If Marcus had come, I told myself, I would have found some way to tell him my confession had been false, but that may have done more harm than good. It was probably just as well that we were apart.
So I rode with Simon, back through the mountain villages to the coast road past Rethymno to Heraklion, and it was only in that last stretch that we encountered any real traffic. In the hills there had been rockslides, and trees had come down in the storm. It wouldn’t take much, I thought, to cut us off if the weather worsened.
Simon said little for the first hour. He seemed tense, focused on driving, and when I reached for the radio he said, “I’d rather not, if you don’t mind.”

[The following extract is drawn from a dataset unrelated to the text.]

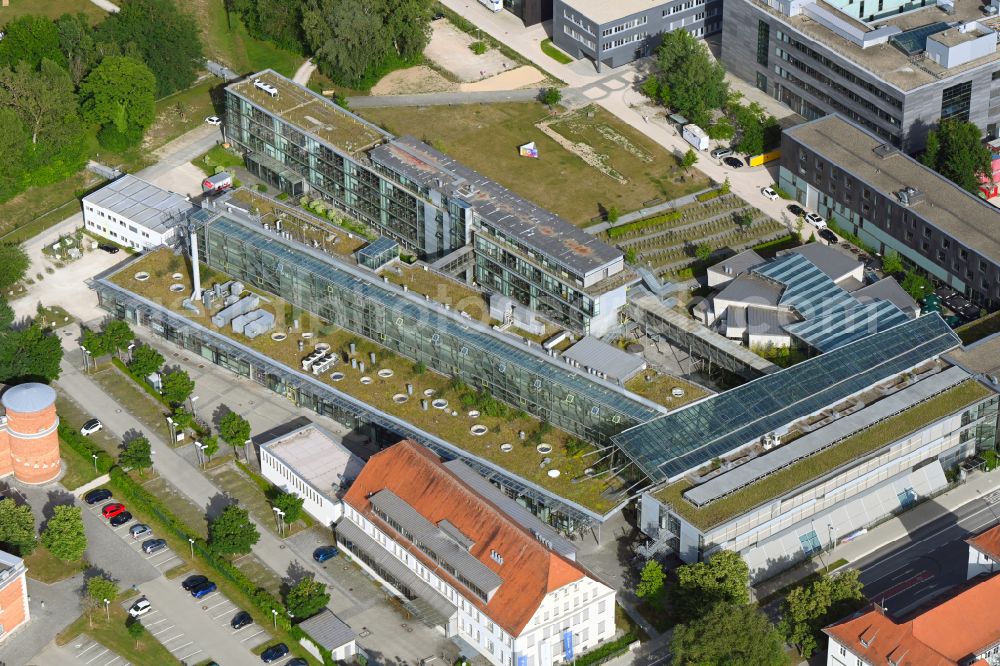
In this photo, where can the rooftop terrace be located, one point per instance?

I snatched my hand back as if burned, but I smiled and said, “Sure, no problem,” because that was what I did, those little lies that grease the wheels and make life bearable.
“Why did you come, Jan?” he asked without preamble.

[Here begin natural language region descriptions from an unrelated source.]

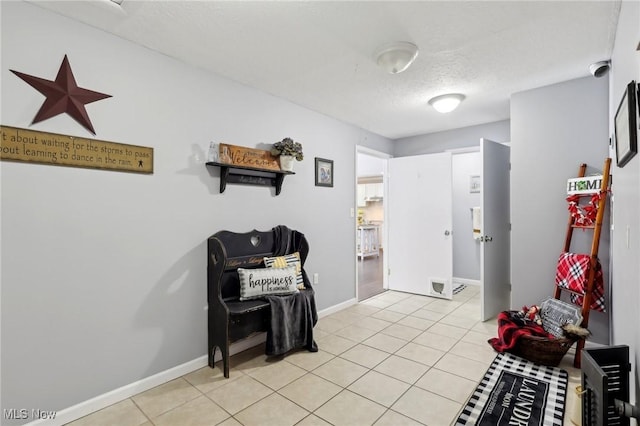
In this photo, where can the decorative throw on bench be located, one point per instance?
(292, 316)
(572, 273)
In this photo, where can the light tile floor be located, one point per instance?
(395, 359)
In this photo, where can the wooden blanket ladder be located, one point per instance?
(596, 228)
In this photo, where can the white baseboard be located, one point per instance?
(102, 401)
(466, 281)
(336, 308)
(112, 397)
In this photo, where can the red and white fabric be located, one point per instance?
(572, 273)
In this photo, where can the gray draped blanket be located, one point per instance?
(292, 319)
(292, 316)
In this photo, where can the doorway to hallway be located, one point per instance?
(370, 223)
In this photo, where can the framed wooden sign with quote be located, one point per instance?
(32, 146)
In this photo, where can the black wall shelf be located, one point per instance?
(230, 173)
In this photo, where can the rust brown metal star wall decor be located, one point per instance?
(63, 96)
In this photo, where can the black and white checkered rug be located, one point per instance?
(515, 391)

“What?” I said, still smiling. “I told you. I want to speak to Gretchen . . .”
“No, not now. I mean Crete. The whole trip.”
“What do you mean? You invited me and I thought—”
“Yes, but why did you come? I mean, we cover your costs and all, so it’s a free vacation and you don’t have a lot of spare cash, but . . .”
“Well,” I began, about to counter that last remark and probably spin some stupid falsehood in the process. I didn’t get the chance.
“No, but seriously,” he said. “It’s just us. Just you and me. So what’s it all about? Why are you here?”
I blink, genuinely confused.
“You think this is about me wanting to get back with Marcus,” I say.
“No,” he says. “Maybe. Is it?”
“No.”
“OK, so what is it?”
“I just wanted to see you all, relive our last trip . . .”
“And how are we doing?” he said. His eyes were on the road, riveted to it, but his voice was clipped, the words bitten off like meat.
“I don’t think I understand . . .”
“Which bit of our last visit did you most want to relive, Jan?”
“Just seeing everyone and—”
“OK,” he said, cutting me off.
“I’m not sure I get what you’re . . .”
“I said, ‘OK,’” he said. “Leave it.”
“I’m sorry,” I said, confused and uneasy. “Is it something I said?”
He laughed at that, a short, snapping sound without amusement.
I think to ask him about Manos, but I don’t. His mood is too strange and Gretchen’s odd warning is ringing in my head. We barely speak again till we reach the airport, and when I say I’m going to find a bathroom, he just nods.
The bathroom isn’t as easy to find as I thought it would be, and I have to walk a ways. While I’m sitting there in the stall, I fish out my phone and take the opportunity of a signal to scroll through my e-mail. There are a few notifications from work, the announcement of who got the executive lead position—a woman I’d never heard of—and a few other minor bits and pieces. Nothing of significance, and I’m struck by how little time I have actually been away. It feels like weeks, but it’s only been four days, and the rest of the world has proceeded at its tedious and familiar pace.
I open Google and type in Manos. The list of results is unhelpful: a low-budget horror film, a scattering of sites in Greek, some games, some charitable organizations. Nothing obviously significant. I add the term Rethymno to the search and then, on impulse, the date of our visit to the cave five years ago. Now, most of the results are in Greek, and I have to run each one through Google Translate. Most are newspaper stories. Manos, it seems, is a name. A man’s.
Or a boy’s.
The picture loads slowly, but I know him immediately. I have his face filed away on my laptop back home.